Using tough anti-discrimination language, Senator Alan Cranston insists Secretary Califano sign the Section 504 regulations unchanged. Page two of Cranston’s letter warns against creating too much red tape.

Using tough anti-discrimination language, Senator Alan Cranston insists Secretary Califano sign the Section 504 regulations unchanged. Page two of Cranston’s letter warns against creating too much red tape.

From the Collection of HolLynn D'Lil

United States Senate
Committee on Human Resources, Washington D.C. 20510

April 22, 1977

Honorable Joseph A. Califano
Secretary of Health, Education, and Welfare,
Washington D.C. 20201

Dear Joe,

I want to stress as strongly as possible several thoughts with respect to any changes you may be considering in the January 21 draft of the rehabilitation Act section 504 regulations:

We in Congress remain firmly committed to ending completely the present segregation of, and the present discrimination against, handicapped individuals in our society. Section 504 – which, as you know, I coauthored with Senators Randolph, Stafford, Williams, and Javits - - embodies that commitment.

Tough, effective regulations implementing section 504 should be issued now, and they should be fully and forcefully implemented so as to achieve the objectives of section 504 at the earliest possible moment. For far too long, handicapped individuals have been closed off from the mainstream of life’s opportunities. Section 504, and the regulations you must approve for its implementation, are their way into our society. Every potential barrier should be cleared from the path of disabled Americans who are desperately and courageously fighting for the basic human rights and freedoms to which, as Americans, they are fully entitled.

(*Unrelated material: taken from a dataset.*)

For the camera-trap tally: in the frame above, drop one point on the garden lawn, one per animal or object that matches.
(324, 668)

Therefore, I categorically reject any notion that a “separate but equal” approach is an acceptable way of dealing with the civil rights of disabled persons. There is a fear that some such notion may be motivating some people in your Department. I call upon you to repudiate any “separate but equal” intent in the regulations you promulgate.

Access is the key to full participation in our society. Failure to achieve full access for all citizens to activities receiving Federal financial assistance is unacceptable to handicapped Americans, unacceptable to me, and, I trust, unacceptable to you as well. Let me comment on one particular issue that has arisen due to reports – or rumors – regarding your proposed revision of the regulations: It is equally unacceptable for there to be any action that would automatically exempt planned but unbuilt structures from the requirements of full accessibility to all.

Finally, I view as unacceptable any attempt to load the regulations with avenues for waivers and exceptions that serve only to generate paperwork and litigation as the expense of investigation, compliance, and enforcement activities.

I would urge this:

That the January 21 regulations be considered presumptively valid, and that you do not approve any changes except those needed to make sure that the goals of section 504 are in fact achieved.

The January 21 regulations that Secretary Matthews passed on to you represent years of discussions and negotiations among all interested parties. You are not writing on a clean slate. Given this background, I believe you must bear the burden of justifying not only to handicapped Americans, but to all citizens and the Congress, any changes that you make.